Quasi 50 mila euro di indennità a tutti i consiglieri provinciali per la fine mandato, Degasperi: "Ecco la gratifica natalizia. Continuate a votare per chi le aumenta"
Il consigliere di Onda pubblica la cifra sui suoi canali social. "Si tratta di un'indennità prevista per legge: ogni mese ci viene trattenuta una cifra che poi ci viene liquidata a fine mandato. Una sorta di tfr, di trattamento di fine rapporto. La cifra è pubblica, tutti possono controllare"

TRENTO. Quasi 50mila euro di indennità di fine mandato. E' quanto percepiscono i consiglieri regionali uscenti.
Lo scrive in un post sulla pagina Facebook il consigliere di Onda Filippo Degasperi. “Si tratta di un'indennità che è prevista dalla legge 2012: ogni mese ci viene trattenuta una cifra che poi ci viene liquidata a fine mandato. Una sorta di tfr, di trattamento di fine rapporto – spiega. - La cifra è pubblica, tutti possono andare a controllare. Ma io ho voluto pubblicarla per un mio senso di trasparenza e in modo che tutti sappiano, anche chi non conosce la legge”.

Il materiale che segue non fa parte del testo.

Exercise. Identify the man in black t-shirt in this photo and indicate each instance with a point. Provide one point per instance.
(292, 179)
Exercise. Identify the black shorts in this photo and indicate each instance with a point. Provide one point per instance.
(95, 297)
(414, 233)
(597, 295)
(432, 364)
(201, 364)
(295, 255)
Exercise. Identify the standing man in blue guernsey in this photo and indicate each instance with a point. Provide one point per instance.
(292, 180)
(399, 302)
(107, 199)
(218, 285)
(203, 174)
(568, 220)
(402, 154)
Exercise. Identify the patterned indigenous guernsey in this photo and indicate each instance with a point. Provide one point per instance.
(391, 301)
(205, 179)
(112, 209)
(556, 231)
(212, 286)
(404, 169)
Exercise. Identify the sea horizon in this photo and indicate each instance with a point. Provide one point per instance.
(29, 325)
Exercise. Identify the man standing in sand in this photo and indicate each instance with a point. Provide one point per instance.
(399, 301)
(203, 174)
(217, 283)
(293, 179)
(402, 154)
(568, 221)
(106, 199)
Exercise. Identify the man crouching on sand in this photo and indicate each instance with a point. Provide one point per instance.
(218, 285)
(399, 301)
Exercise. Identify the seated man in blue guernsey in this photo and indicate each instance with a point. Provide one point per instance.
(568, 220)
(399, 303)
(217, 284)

Degasperi ci tiene a specificare che "non vuole dare giudizi, ma solo fare sapere alle persone cosa prevede la legge. Importante – aggiunge – è che nessun elettore del centrodestra o del centrosinistra abbia nulla da ridire o recriminare”. E ancora: ''Non posso che ringraziare gli elettori che, anziché votare quelli che le indennità volevano ridurle, hanno preferito quelli che ce le hanno aumentate''.
“Noi – precisa Degasperi – abbiamo tentato di modificare la legge, senza successo. Non voglio fare il populista, ma si dovrebbe ragionare su un parametro a cui ancorare l'indennità dei consiglieri regionali, magari un parametro legato al risultato dell'azione politica”.
Nel suo post, il consigliere di Onda ci tiene a specificare che “come già avvenuto in passato, oltre a continuare nei tentativi di modificare la legge in vigore” userà una parte della somma ricevuta come liquidazione “per iniziative di interesse generale: per esempio – spiega – la scorsa legislatura ho pagato le fatture degli avvocati nel processo contro i vitalizi, durato cinque anni, in cui mi ero costituito parte civile, oppure per sostenere spese legali per difendere qualche nostro iscritto da attacchi pretestuosi”.